Era un día nublado y con bastante viento norte. Caperucita impulsaba el piñón de su bicicleta con esfuerzo. Después de pasar por el kiosco para hacer las compras del día, se iría a trabajar por la mañana y a estudiar por la tarde. Ahora vivía sola y tenía nuevas responsabilidades.
Cansada de luchar con el viento y con la calle empinada, Caperucita decidió bajar de la bicicleta. Pero cuando estaba por hacerlo, bruscamente, alguien llegó corriendo y sostuvo con fuerza su manubrio, impidiéndole avanzar. “¿Cómo estás Caperucita? ¿Dónde andabas? ¡Qué atractiva te pusiste ahora!”, le dijo el Lobo, que era un antiguo novio de Caperucita.
Al escuchar esa voz y sentir cómo el Lobo apretaba sus muñecas mientras también sostenía el manubrio de la bicicleta, Caperucita sintió un frío que le recorría la espalda. “¿Qué hacés acá?”, le dijo y tragó saliva. “Te estuve buscando. Hay algo que quiero mostrarte”, sostuvo el Lobo mirándola fijamente con una actitud intimidatoria. “Nosotros ya terminamos. Yo estoy apurada”, dijo Caperucita intentando soltarse de las manos que la sujetaban.
El Lobo, molesto por la respuesta, presionó aún más fuerte sus muñecas. Luego alzó una mano como si fuera a pegarle y finalmente sentenció: “Mirá lo que me hacés hacer. Ya me sacaste la paciencia. ¡Dejá esa bicicleta y vamos!”.
Casi como en un acto inconsciente, Caperucita soltó la bicicleta al mismo tiempo que sus hombros se encogían. La pulsera que llevaba puesta ese día quedaría tirada en el suelo sin que ella pudiera advertirlo. “Caminá hacia la derecha y que no se te ocurra gritar”, agregó el Lobo. Paralizada por el miedo, la joven sentía cómo se ahogaban sus palabras y se le hacía un nudo en la garganta.
El Lobo la llevó del brazo durante tres cuadras hasta que llegaron a un cementerio improvisado con cientos de cruces de madera. “Te dije que tenía algo para mostrarte. ¿Por qué nunca me escuchás?”, repitió el Lobo. Caperucita, desconcertada, empezó a leer las inscripciones de las cruces blancas. Cientos de nombres de mujeres las coronaban tristemente. Cada una de estas mujeres representaba una parte de sí misma. “¿Qué hicieron de ellas? ¿Qué será de mí?”, pensó abrumada.
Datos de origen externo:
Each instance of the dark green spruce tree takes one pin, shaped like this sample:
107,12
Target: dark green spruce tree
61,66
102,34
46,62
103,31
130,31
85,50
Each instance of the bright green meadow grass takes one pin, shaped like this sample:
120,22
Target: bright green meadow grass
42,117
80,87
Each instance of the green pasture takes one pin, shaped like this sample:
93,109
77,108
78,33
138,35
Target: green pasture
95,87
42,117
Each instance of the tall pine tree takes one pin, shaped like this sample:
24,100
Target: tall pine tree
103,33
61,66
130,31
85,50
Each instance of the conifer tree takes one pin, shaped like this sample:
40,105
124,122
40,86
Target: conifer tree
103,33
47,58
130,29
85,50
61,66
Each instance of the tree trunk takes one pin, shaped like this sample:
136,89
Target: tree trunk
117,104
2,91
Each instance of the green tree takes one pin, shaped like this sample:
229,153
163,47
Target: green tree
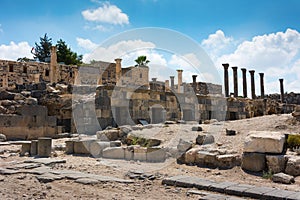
42,50
65,55
141,61
24,59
Siguió caminando asfixiada por sus pensamientos y sin pronunciar palabra, hasta que su instinto de supervivencia pudo más y comenzó a correr. Desesperada y agitada, se movía en todas direcciones, mientras retumbaba en su mente la voz del Lobo: “¿A dónde vas Caperucita? Vení acá".
"¿Tengo que recordarte que sos solo mía?” Estas palabras y los nombres de tantas mujeres muertas la atormentaban. Caperucita seguía corriendo sin encontrar la salida. Hasta que de repente, con una angustia inevitable, reparó en una cruz que se destacaba entre las demás por su altura y porque junto a ella había un montículo de tierra. Giró su rostro y vio al Lobo detrás de ella, a punto de empujarla y repitiéndole: “Te dije que ibas a ser solo mía”. En ese momento, Caperucita alzó la vista por última vez y un fuerte grito estremeció todo el cementerio. Allí mismo, descubrió que la cruz llevaba… SU NOMBRE.
Sobre la autora:
Carina Pereira es profesora en Letras (UNaM), especialista en Alfabetización Inicial (INFoD) y diplomada en Literatura Infantil y Juvenil (UNaM).
Desde 2012, se desempeña como docente de nivel medio y superior. En 2015, comenzó a trabajar como correctora y editora de libros de poesía, que se difunden en la página “Comunis Poética”.
Le interesan especialmente los procesos de mediación, animación y promoción de Literatura Infantil y las prácticas de oralidad, lectura y escritura que se habilitan en torno a ella. Ha participado en mateadas literarias y ferias del libro en Misiones y Corrientes, provincia en la que reside actualmente. El cuento “Solo su nombre”, que aquí se comparte, surge en 2018, como parte de un ejercicio de escritura ficcional inspirado en las propuestas lúdicas de Gianni Rodari y Maite Alvarado.